Specifically, since law firms generally bill by the hour (a system
whose demise has been predicted for the near future and, in my opinion, always will be),
firms increase their profitability by increasing the amount billed in
respect of each equity partner. Since there is only so much time in the
day, firms have tended to increase the ratio of attorneys per equity
partner. Without irony, this ratio is known as…"leverage,"

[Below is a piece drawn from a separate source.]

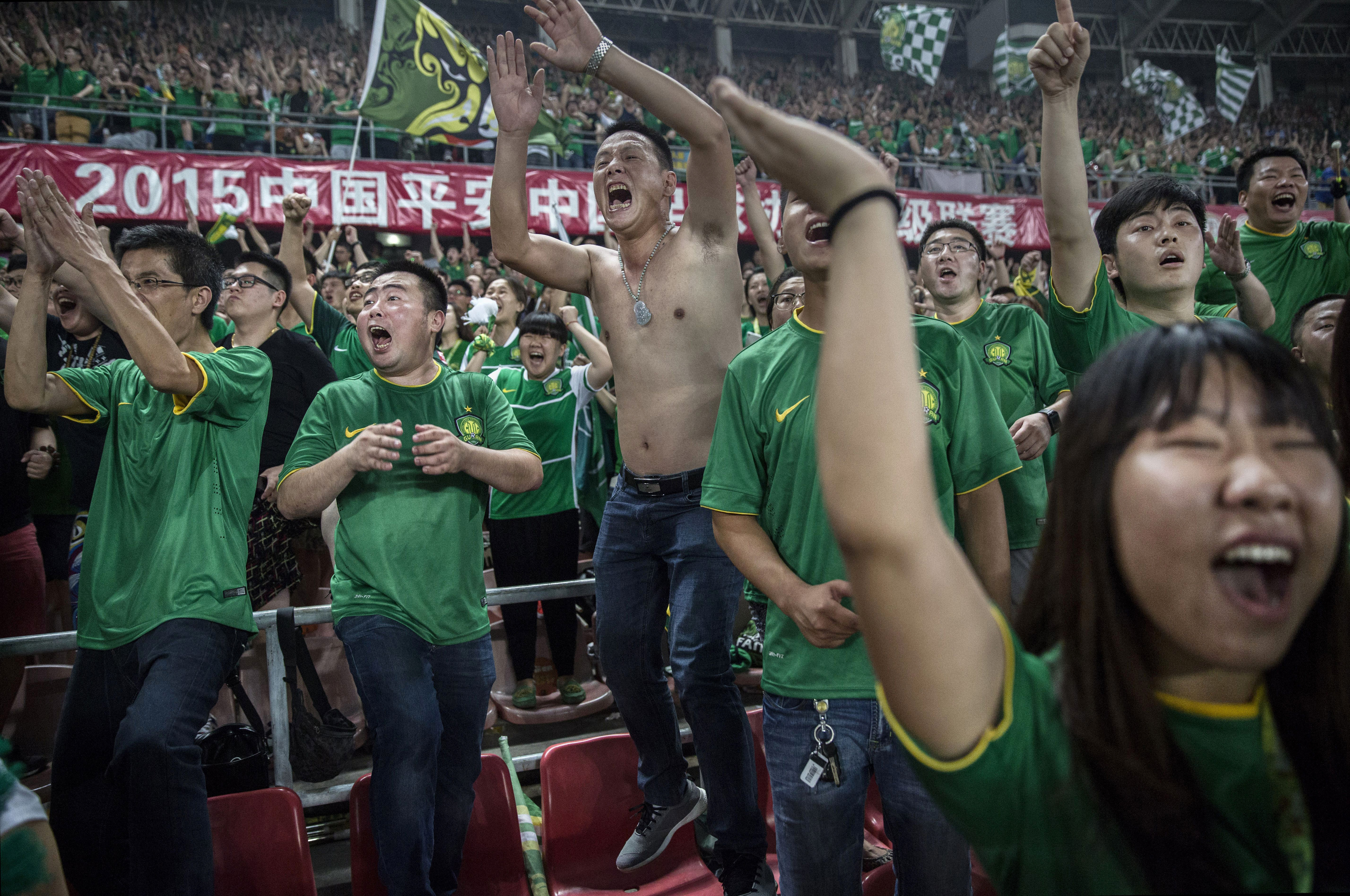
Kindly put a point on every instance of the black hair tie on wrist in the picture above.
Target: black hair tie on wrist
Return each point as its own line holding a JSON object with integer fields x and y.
{"x": 879, "y": 193}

…Now, in times where there is an easy supply of
this system of leverage works very well for all involved. But when the
flow dries up, the firms are left with high fixed costs to be serviced
– and the more leveraged the firm is, the harder it is to service those costs with reduced revenue. Sound familiar? It should be no surprise that
large law firms have been laying off attorneys in far greater numbers
than in previous downturns, with some doomsayers (whom I hope are less
accurate than their counterparts with respect to the economy generally) predicting additional firm collapses and permanent changes to the firms' business models. (The one saving grace to the law firm model of leverage is that they can "deleverage" far more easily than banks, as banks can't merely fire their "troubled assets.")
As I've already written, "[A] central lesson of this depression will be how many different ways there are to leverage."